Museum sales

Selling to museums around the world is an important part of our business.  Almost all our items are sourced from old colonial collections in the UK so our items have the type of provenance that museums need.

We have sold more than 250 separate objects to public museums in the US, Asia & Europe in the last eight years alone.

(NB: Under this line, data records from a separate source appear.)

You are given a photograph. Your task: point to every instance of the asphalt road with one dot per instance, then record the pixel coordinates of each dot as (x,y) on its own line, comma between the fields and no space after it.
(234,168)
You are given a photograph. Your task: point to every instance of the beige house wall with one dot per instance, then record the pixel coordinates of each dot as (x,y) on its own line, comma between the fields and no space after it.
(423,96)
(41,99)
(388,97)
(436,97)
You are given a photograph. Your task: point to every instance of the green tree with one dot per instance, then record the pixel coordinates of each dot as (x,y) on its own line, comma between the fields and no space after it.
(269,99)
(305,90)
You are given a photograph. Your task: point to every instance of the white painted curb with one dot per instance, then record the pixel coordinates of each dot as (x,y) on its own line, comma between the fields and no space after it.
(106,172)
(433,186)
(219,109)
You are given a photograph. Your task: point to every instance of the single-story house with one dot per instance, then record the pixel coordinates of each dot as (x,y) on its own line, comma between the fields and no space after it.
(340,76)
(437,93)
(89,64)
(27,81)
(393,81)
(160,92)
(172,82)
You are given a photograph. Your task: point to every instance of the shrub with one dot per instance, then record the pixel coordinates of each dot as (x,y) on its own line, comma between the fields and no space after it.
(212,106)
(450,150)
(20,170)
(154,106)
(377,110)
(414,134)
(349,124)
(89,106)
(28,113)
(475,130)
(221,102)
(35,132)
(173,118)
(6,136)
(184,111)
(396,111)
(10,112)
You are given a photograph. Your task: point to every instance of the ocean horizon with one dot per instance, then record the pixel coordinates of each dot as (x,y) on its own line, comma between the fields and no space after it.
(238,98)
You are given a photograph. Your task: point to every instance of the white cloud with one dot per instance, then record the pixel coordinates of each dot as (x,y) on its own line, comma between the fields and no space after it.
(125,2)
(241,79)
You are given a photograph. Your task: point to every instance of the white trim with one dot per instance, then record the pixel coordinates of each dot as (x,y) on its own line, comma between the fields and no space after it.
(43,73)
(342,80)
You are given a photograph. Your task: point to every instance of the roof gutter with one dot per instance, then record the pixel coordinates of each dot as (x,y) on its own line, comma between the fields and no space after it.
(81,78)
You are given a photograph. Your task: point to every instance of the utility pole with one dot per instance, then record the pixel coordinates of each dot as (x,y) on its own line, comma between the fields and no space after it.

Museums and Institutions to which we have sold include:

  • Los Angeles County Museum of Art, USA
  • Asian Art Museum, San Francisco, USA
  • Minneapolis Institute of Arts, USA
  • Peabody Essex Museum, USA
  • Peabody Museum, Harvard University, USA
  • Baltimore Museum of Art, USA
  • Cincinnati Art Museum, USA
  • Krannert Art Museum, Illinois, USA
  • Nelson-Atkins Museum of Art, USA
  • Musée du Quai Branly – Jacques Chirac, Paris, France
  • Musée de la Compagnie des Indes-Ville de Lorient, France
  • British Museum, London, UK
  • The British Library, UK
  • Fitzwilliam Museum, Cambridge, UK
  • Horniman Museum, London, UK
  • Royal Ontario Museum, Canada
  • National Gallery Singapore
  • Asian Civilisations Museum, Singapore
  • Peranakan Museum, Singapore
  • Indian Heritage Centre, Singapore
  • Malay Heritage Centre, Singapore
  • Baba House, Singapore
  • Islamic Arts Museum of Malaysia
  • King Abdulaziz Center for World Culture, Saudi Arabia
  • Rautenstrauch-Joest Museum – Cultures of the World, Germany
  • The International Foundation of Indonesian Culture & Asian Heritage, Germany
  • National Gallery of Australia
  • Art Gallery of South Australia
  • Art Gallery of Queensland, Australia
  • National Gallery of Victoria, Australia
  • Art Gallery of Western Australia
  • Sadberk Hanim Museum, Istanbul, Turkey
  • Musee des Arts Decoratifs, Reunion, France
  • Museum Volkenkunde (Tropenmuseum), The Netherlands
  • Rietburg Museum, Zurich, Switzerland
  • Johann Jacobs Museum, Zurich, Switzerland
  • The David Collection, Copenhagen, Denmark
  • Museo Oriental, Spain
  • Museum on the Mound, Edinburgh, Scotland

-ooOOoo-

Good gallerists or dealers play a particularly important role in the preservation or world cultural history, particularly when it comes to discovering and researching items that hitherto have been lost or mis-classified. The London dealer in Chinese art Giuseppe Eskanazi recalls in his biography a speech given by Sherman Lee, the legendary director of the Cleveland Museum of Art, to celebrate the Museum’s 50th Anniversary in 1966:

      “The most memorable part was Sherman Lee’s speech after dinner, when he thanked the various dealers who had helped the museum acquire so many important objects. His closing words were, ‘When a curator comes back from a trip and says, ‘Look what I have found!’ I say to him, ‘Remember, a dealer found it before you.’ “

(Eskanazi, G., & H. Elias, A Dealer’s Hand: The Chinese Art World through the Eyes of Giuseppe Eskanazi, Scala, 2012, p. 58.)